Trump had already announced he would not attend the annual summit for heads of state from the globe’s leading and emerging economies. Vice President JD Vance had been scheduled to attend in Trump’s place, but a person familiar with Vance’s plans who was granted anonymity to talk about his schedule said Vance would no longer travel there for the summit.

“It is a total disgrace that the G20 will be held in South Africa,” Trump said on his social media site. In his post, Trump cited “abuses” of Afrikaners, including violence and death as well as confiscation of their land and farms.

President Donald Trump meets with Hungary's Prime Minister Viktor Orban in the Cabinet Room of the White House, Friday, Nov. 7, 2025, in Washington. (AP Photo/Evan Vucci)
President Donald Trump meets with Hungary's Prime Minister Viktor Orban in the Cabinet Room of the White House, Friday, Nov. 7, 2025, in Washington. (AP Photo/Evan Vucci)

The Trump administration has long accused the South African government of allowing minority white Afrikaner farmers to be persecuted and attacked.
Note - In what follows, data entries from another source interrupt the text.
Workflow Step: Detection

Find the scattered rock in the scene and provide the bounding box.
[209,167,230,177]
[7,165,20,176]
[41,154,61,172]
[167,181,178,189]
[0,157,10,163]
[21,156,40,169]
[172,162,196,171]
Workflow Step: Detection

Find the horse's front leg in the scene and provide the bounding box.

As it restricted the number of refugees admitted annually to the U.S. to 7,500, the administration indicated that most will be white South Africans who it claimed faced discrimination and violence at home.

But the government of South Africa has said it is surprised by the accusations of discrimination, because white people in the country generally have a much higher standard of living than its Black residents, more than three decades after the end of the apartheid system of white minority rule.

The country’s president, Cyril Ramaphosa, has said he’s told Trump that information about the alleged discrimination and persecution of Afrikaners is “completely false.”

Nonetheless, the administration has kept up its criticisms of the South African government. Earlier this week during an economic speech in Miami, Trump said South Africa should be thrown out of the Group of 20.

Earlier this year, Secretary of State Marco Rubio boycotted a G20 meeting for foreign ministers because its agenda focused on diversity, inclusion and climate change efforts.